Nicolazzo paced in a little circle between them, a few steps forward and a few back, saying nothing, just glaring at each of them in turn. In one hand he held his stiletto, playing idly with the blade, springing it out and pulling it back in. There wasn’t a trace of blood on it that Tricia could see, or on the circular patch of carpet where the throw rug had been.

“So, my dear,” Nicolazzo said, “have you decided to tell me what you know, or shall we have another round of mumblety-peg?”

“You can save your breath,” Borden said. “She doesn’t know anything.”

“My friend, it’s your breath you should be worried about conserving, not mine.” Nicolazzo held the blade up to Borden’s throat and turned to Tricia. “So? What have you got to say?”

“I don’t know where your money is,” Tricia said, “or who took it.
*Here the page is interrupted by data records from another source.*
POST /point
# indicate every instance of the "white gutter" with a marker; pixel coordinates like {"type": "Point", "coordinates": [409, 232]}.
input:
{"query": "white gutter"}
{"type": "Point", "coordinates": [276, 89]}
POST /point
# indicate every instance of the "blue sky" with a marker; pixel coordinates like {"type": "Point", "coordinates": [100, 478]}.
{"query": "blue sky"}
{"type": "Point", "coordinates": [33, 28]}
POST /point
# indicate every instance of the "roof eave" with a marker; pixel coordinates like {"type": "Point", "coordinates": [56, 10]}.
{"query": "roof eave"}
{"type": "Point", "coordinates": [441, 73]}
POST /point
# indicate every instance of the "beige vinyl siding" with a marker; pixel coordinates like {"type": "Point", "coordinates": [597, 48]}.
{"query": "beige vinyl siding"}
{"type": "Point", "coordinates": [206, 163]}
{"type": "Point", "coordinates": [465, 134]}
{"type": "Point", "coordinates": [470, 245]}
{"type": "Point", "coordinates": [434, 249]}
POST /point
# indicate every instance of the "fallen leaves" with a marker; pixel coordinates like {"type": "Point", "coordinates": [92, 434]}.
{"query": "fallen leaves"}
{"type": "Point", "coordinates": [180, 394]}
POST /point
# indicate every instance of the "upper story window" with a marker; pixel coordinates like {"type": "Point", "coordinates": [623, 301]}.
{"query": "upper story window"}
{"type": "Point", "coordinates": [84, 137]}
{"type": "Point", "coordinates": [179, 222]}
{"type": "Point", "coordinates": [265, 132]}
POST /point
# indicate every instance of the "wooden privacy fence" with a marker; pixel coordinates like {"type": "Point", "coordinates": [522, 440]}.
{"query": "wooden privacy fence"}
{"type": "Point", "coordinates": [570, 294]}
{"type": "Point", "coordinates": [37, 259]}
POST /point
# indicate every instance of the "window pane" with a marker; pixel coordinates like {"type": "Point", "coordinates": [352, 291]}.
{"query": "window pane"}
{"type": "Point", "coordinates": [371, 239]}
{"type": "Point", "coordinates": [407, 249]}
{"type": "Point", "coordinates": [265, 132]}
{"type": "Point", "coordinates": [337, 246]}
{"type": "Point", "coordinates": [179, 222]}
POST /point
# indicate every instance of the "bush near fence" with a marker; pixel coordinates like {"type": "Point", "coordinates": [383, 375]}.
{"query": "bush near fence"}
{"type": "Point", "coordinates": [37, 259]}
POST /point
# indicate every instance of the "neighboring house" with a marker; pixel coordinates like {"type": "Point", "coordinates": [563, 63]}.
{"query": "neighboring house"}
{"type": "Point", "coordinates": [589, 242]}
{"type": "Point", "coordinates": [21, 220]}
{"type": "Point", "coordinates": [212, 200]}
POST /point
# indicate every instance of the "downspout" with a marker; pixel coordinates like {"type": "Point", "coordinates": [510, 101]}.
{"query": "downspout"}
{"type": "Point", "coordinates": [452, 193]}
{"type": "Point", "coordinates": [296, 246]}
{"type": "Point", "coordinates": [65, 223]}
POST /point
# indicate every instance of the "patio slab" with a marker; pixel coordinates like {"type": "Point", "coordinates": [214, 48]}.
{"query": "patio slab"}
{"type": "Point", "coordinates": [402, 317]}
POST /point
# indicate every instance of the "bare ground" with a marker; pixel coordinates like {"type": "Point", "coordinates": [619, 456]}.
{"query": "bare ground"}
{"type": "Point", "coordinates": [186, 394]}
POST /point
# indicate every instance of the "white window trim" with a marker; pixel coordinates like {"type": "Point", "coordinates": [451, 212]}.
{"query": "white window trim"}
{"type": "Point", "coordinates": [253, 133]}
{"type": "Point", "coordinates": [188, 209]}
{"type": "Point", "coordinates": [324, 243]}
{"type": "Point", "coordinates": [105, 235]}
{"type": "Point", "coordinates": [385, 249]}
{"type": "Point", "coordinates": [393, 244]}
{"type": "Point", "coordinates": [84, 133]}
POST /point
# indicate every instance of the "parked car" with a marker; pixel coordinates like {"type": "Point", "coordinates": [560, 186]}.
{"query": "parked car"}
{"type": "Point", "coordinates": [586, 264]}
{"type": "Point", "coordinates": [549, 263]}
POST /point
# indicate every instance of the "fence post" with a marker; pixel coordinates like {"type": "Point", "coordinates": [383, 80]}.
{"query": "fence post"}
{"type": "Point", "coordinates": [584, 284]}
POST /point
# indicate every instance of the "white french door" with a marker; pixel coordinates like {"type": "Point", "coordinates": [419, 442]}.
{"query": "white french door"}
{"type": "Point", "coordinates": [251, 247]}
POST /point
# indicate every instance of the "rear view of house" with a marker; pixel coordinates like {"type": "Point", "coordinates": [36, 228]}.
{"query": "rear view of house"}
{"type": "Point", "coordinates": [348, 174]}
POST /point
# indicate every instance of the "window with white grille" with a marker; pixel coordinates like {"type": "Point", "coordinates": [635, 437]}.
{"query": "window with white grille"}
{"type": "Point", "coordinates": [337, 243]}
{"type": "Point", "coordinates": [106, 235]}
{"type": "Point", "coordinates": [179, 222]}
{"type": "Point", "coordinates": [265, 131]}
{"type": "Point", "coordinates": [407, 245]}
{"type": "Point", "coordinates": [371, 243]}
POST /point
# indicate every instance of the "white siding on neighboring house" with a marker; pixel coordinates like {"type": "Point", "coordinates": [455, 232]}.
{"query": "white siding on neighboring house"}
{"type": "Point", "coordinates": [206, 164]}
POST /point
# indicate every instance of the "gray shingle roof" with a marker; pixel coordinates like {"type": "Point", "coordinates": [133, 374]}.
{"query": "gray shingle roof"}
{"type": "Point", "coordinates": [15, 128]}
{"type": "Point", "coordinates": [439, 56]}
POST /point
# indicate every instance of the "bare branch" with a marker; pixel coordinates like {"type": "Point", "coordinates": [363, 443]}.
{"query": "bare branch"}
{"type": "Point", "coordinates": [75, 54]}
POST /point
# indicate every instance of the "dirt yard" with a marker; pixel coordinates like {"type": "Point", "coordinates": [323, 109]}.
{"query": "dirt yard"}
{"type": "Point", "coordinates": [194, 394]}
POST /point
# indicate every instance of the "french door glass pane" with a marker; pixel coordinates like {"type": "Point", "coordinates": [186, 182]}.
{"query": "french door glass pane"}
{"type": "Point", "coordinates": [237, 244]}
That’s the plain truth.”

“I’m sorry to hear that,” Nicolazzo said.

“But I do know,” Tricia continued, and her voice only trembled a little as she said it, “what else was stolen from your safe.”

Nicolazzo’s eyes narrowed.

“It’s photographs, isn’t it?” Tricia said, her mind clicking along, trying to make sense of what Coral had told her. A man lying in the gutter, dead. Other men standing over him with guns—one of whom Coral had recognized. Coral, who’d worked for Nicolazzo and so would have known some of Uncle Nick’s other employees. “Incriminating photographs,” she said. “The sort you’d keep in your safe in case you ever needed to use them, but that you otherwise wouldn’t want anyone else ever to see. Photos of your own men—something you can hold over their heads to keep them in line, maybe?” Off to one side, she saw Mitch shift uncomfortably.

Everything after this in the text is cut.